Modern science, ofcourse, rejected both these theories when it found that a sperm actually uses its inertia to break into an egg and completes the fertilization to form a zygote!

However, another busy man called Loeb showed that for fertilization to occur, neither the sperm nucleus nor the spermatozoon itself need enter the egg, or even be in proximity to the egg. He replaced the sperm by ALKALINE solutions, ULTRAVIOLET rays, and other stimuli. Alexander Gurwitsch discovered in the 1920s that cells emit weak ultraviolet ('mitogenetic') radiation that can cause cell division in other cells at a distance -- a finding still resisted by mainstream scientists.

It does not end there. Sea urchins have been found to be able to virginally reproduce through eggs after EXPOSURE TO SUNLIGHT (the ultraviolet part of it is known to trigger the birth).

There is an increasing debate/awareness among modern scientist groups about the possibility that a change in the pH scale inside the ovaries could trigger the process of virgin birth!!

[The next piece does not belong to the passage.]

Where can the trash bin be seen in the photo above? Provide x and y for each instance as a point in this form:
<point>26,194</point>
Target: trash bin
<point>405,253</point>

Now, where do the Indian epics tie into all this you ask?

I remember my epic stories {Ramayana & Mahabharata} telling me about how kunti conceived "karna" after a look at sun god and how anjaneya helped someone conceive because she drank beads of sweat that dropped off him. Silly superstitions and strident orthodoxy, I thought.

Now, it makes me wonder if the realm of modern science is not large enough to fathom the depths of faith {religious or otherwise}, a product of millions of years of human evolution and centuries of recorded human knowledge.